Het boek besluit dan, als haast logisch en consequent, met het bevragen van actuele problemen in de orthodoxie, en dan vanuit het hygiënische lezen van de Bijbel, dat in de voorgaande bladzijden is voorgedaan. Als om de consequentie van de aanpak niet uit de weg te gaan, en eens te meer te laten zien hoe een nieuwe bijbelopvatting tot een geloven zou kunnen leiden, waar nieuwe energie in zit. Die nog steeds uit de oude tekst komt. 

Niet zonder geloof
Lambert Wierenga is zijn orthodox protestantse kerkgenootschap trouw gebleven, wat uitmaakt voor de overtuigingskracht van zijn argumenten: het moet intellectueel hygiënisch, maar het hoeft niet kapot-gerationaliseerd, en het hoeft zeker niet zonder geloof. Overigens wil Wierenga het geheim van het geloof niet kleiner maken, want ook dan is het stuk.
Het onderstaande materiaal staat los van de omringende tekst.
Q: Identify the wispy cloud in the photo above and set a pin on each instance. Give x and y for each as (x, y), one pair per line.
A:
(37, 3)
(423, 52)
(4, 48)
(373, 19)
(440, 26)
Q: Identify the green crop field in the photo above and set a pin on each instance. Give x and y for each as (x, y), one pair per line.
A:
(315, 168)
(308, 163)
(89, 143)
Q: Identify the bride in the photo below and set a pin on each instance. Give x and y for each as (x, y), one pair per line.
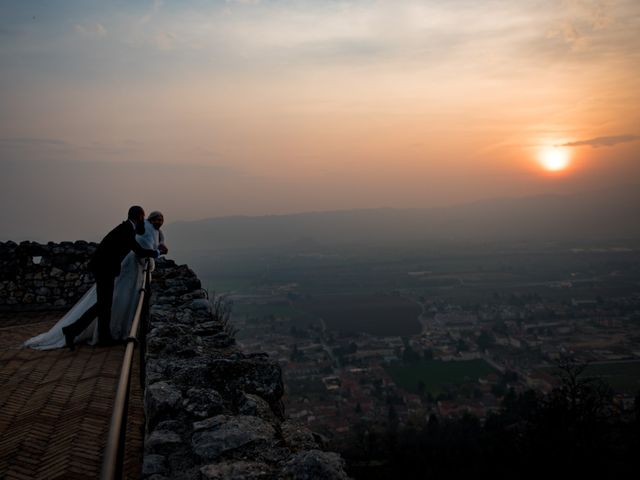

Zoals Chesterton honderd jaar geleden, toen de moderniteit begon, al zei in zijn boek Orthodoxy:Als er twee waarheden zijn die elkaar tegenspreken, dan neemt zo (een geestelijk gezond) iemand allebei de waarheden aan en de tegenstrijdigheid erbij. (…) Het hele geheim van mystiek is dit: men kan alles leren begrijpen met behulp van wat men niet kan begrijpen.’ Maar men moet de boeken van Wierenga er wel bij blijven raadplegen. Want men hoeft het misschien niet allemaal tegelijk te begrijpen, maar men dient er wel gezond over na te denken.

Lambert Wierenga, De macht van de taal, de taal van de macht, uitgeverij Kok Voorhoeve, Kampen 1996.
Lambert Wierenga, Mens zoekt God. Een reconstructie, uitgeverij Dwars maar Recht, Groningen 2019.

M. van der Beek is een Rotterdamse dichter. Hij is poëzieredacteur van Liter, maakt poëziecommentaren voor de verzameluitgave Alle liederen van Willem Barnard en schreef vier gedichtenbundels, meest recentelijk Een ziektegeschiedenis (2010). In 2017 vertaalde hij de cyclus Quarantaine van Malach Black.